Lastly, it's not long before bots and crawlers can actually "understand" javascript to crawl your site. It's the flip of a switch. And when they do it - if you rely on server-side-render (SSR), what are you going to do with all the effort you spent on SSR'ing? Think ahead, use the Prerenderer - when the bots flip the switch, you just unplug it. Zero effort.

This project vs other services

Cloud prerender services

There are online services that offer a perhaps-not-as-configurable prerendering service, like Prerender.io and Prerender.cloud.

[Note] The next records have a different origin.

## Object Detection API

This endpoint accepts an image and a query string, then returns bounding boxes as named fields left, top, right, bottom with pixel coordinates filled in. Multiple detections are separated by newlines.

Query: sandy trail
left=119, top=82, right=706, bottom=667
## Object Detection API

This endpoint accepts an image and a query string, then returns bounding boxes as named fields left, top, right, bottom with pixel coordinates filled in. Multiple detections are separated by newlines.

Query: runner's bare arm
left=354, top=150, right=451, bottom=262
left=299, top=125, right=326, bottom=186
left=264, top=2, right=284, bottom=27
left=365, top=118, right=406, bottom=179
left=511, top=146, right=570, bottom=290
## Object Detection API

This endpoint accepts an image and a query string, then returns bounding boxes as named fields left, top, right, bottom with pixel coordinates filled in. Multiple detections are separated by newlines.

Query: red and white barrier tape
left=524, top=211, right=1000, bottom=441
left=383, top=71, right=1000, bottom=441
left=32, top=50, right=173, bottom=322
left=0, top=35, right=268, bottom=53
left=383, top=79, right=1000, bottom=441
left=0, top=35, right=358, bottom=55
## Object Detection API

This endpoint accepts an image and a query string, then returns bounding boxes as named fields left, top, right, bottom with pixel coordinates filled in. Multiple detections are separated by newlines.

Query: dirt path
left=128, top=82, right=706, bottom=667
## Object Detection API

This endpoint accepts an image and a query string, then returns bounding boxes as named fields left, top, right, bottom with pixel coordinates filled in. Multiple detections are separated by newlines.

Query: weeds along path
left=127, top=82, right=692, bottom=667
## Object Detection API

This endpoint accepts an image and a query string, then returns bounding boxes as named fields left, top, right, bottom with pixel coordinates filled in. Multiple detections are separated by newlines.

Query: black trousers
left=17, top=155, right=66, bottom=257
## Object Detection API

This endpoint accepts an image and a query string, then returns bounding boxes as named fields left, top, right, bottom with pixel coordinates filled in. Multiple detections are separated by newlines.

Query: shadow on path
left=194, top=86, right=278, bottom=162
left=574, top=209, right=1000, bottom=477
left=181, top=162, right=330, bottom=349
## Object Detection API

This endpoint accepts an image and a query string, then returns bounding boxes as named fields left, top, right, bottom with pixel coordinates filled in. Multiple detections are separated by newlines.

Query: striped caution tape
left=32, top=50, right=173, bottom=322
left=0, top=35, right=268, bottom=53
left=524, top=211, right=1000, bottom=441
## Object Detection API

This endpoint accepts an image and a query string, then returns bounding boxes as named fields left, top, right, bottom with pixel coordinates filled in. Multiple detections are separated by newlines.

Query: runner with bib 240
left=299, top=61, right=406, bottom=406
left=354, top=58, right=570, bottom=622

Some of them require changing your app's code to configure the service, which is not optimal, but they are very good options if you can't host you own Prerenderer or don't want to worry about hosting one, and can pay for such service.

Other projects

  • rendertron - from Google, but not as configurable and has features you may not need (like screenshots) - also, not as pluggable nor it has a database to control cache or tagging.
  • prerender-spa-plugin - prerenders all selected routes on project build time (webpack-compatible only).
  • bp-pre-puppeteer-node - not as configurable, does not include a database to control cache or snapshot tagging, not as well tested as this project, and only works as a middleware.

Contributing

You are welcome to contribute!

Preferably use npm, as all scripts in package.json are run through npm.

  • Clone this repo
  • Install dependencies: npm i
  • Copy .env.example to .env and set valus accordingly.
  • Run all tests through Docker: docker-compose up --build

Commiting

To commit, use commitizen: git cz (you will need to have installed commitizen: npm i -g commitizen).

IDE configuration: Visual Studio Code

When opening the project in VSCode, install the extensions that the IDE will recommend. They are listed in .vscode/extensions.json file.

Make sure you run npm i to install devDependencies needed by the IDE.